Warning: NSFW artwork at the bottom of this post.
RSF stands for, and is the alias of, London producer and arranger Roland Sebastian Faber, who’s done work for Boy George and George Michael, along with production on the Marc Almond and Starcluster Silver City Ride last year. He’s dropped a few tracks throughout the years, under too many monikers to count, but this marks his first full-length under the RSF name.
The label describes it as “a continuously [sp] forward moving mesmerizing electronic/technoid trip through space and time,” and there’s definitely momentum on RSF, but it’s a frustrating trip at times. Opening track, “Valentino,” is cosmic disco from the moment it starts to spin, and “Chez Konrad” certainly feels like it stepped out of an Italian nightclub, circa 1982, and both are quite fun.
However, several of the tracks — “Michael,” “Beduine,” and “Urban Frost,” specifically – start off promisingly, only to spin their wheels, going nowhere, for the majority of the lounge realm song.

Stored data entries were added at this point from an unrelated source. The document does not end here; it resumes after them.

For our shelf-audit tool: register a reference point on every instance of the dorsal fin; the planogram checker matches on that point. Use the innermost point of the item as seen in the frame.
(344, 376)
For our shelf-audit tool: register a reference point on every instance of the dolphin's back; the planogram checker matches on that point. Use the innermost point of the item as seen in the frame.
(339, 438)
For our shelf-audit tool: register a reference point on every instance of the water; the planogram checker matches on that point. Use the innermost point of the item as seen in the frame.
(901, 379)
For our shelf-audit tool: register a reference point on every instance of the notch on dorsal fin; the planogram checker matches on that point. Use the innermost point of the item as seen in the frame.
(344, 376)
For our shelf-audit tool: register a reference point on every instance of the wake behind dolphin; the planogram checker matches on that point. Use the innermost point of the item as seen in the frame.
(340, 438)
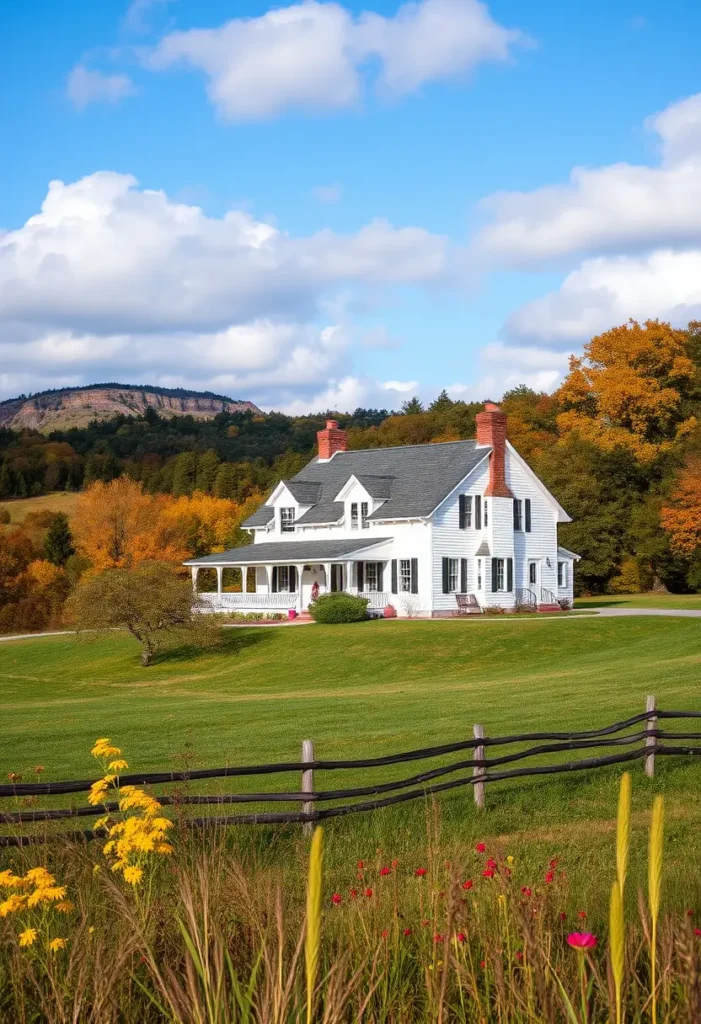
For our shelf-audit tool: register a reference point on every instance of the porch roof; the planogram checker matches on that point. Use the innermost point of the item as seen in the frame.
(290, 552)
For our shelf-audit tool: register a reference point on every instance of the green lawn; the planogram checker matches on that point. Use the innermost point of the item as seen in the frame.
(367, 689)
(683, 601)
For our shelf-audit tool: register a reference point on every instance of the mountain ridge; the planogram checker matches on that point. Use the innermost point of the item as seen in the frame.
(60, 409)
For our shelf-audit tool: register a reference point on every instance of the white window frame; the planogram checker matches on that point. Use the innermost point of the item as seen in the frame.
(500, 576)
(369, 584)
(288, 515)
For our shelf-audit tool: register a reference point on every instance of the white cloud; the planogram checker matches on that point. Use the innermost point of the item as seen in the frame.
(85, 86)
(112, 282)
(618, 208)
(312, 55)
(327, 195)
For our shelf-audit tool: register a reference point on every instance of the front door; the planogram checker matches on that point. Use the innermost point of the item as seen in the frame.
(533, 580)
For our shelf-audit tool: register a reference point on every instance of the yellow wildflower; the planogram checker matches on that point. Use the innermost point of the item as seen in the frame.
(133, 876)
(12, 903)
(28, 936)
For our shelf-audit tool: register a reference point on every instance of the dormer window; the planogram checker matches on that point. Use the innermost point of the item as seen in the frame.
(288, 520)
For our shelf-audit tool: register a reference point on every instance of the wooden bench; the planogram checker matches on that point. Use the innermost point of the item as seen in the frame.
(468, 604)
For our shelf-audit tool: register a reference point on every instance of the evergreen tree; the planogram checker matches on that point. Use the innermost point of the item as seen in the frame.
(185, 473)
(225, 482)
(412, 407)
(58, 545)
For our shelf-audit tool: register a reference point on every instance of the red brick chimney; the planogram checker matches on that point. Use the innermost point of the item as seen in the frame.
(491, 429)
(332, 439)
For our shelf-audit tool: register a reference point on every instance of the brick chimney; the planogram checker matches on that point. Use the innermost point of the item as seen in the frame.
(491, 429)
(331, 440)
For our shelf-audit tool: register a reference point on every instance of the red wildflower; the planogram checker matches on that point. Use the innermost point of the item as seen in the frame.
(581, 940)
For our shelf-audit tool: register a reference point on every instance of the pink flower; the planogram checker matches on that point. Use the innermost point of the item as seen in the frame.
(581, 940)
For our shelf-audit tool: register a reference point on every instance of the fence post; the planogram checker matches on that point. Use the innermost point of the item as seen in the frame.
(478, 731)
(651, 705)
(307, 782)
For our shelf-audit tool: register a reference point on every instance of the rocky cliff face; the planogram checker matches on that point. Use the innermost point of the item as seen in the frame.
(62, 410)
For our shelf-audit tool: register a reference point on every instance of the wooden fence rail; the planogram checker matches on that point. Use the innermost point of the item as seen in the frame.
(647, 743)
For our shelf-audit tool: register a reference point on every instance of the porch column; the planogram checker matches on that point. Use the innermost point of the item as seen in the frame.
(300, 570)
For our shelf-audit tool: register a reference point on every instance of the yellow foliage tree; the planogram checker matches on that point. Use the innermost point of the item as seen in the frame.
(626, 389)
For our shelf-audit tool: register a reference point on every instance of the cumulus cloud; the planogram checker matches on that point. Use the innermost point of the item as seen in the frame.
(617, 208)
(85, 86)
(113, 282)
(312, 55)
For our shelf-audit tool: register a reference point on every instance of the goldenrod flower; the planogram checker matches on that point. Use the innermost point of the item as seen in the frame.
(28, 936)
(133, 876)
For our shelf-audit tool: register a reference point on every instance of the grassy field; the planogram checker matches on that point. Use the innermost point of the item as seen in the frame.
(59, 501)
(378, 687)
(681, 601)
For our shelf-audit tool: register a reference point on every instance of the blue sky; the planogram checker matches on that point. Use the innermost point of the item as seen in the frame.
(336, 204)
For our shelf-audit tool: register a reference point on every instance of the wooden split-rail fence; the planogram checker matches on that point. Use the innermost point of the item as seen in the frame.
(636, 738)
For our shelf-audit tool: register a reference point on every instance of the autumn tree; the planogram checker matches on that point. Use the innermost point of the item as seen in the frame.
(628, 388)
(151, 601)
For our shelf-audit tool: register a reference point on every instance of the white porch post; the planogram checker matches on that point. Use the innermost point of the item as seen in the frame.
(300, 571)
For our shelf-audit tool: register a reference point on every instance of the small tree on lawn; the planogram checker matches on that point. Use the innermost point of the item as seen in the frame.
(58, 542)
(151, 601)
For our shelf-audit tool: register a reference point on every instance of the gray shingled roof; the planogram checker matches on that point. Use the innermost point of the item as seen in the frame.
(289, 552)
(414, 478)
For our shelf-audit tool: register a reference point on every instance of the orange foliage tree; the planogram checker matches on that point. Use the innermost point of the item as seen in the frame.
(627, 389)
(682, 517)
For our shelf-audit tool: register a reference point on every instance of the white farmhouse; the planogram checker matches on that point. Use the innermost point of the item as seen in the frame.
(424, 527)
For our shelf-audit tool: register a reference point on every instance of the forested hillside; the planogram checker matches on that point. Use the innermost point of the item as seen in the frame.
(619, 444)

It’s not really until the penultimate “Loeffelkinder” and album-closer “Midnight Runner” that RSF hits anything really memorable, and that’s almost more due to the fact that the former’s guitar line dances dangerously close to “Another Brick in the Wall, Pt. 1,” and the latter’s Giorgio Moroder worship.
The cover artwork is by Emil Schult, who’s best known as the artist behind Kraftwerk’s Autobahn, Radioactivity, Trans Europe Express, and Computer World, along with co-writing the title tracks to the first three albums in that list. It certainly makes RSF look like it came out of the past, although the vinyl inside is way nicer than you’d likely find for a vintage electronic album. There’s no thin, floppy wax here: it comes pressed on orange splatter wax, which almost looks like it’s a wild jungle cat.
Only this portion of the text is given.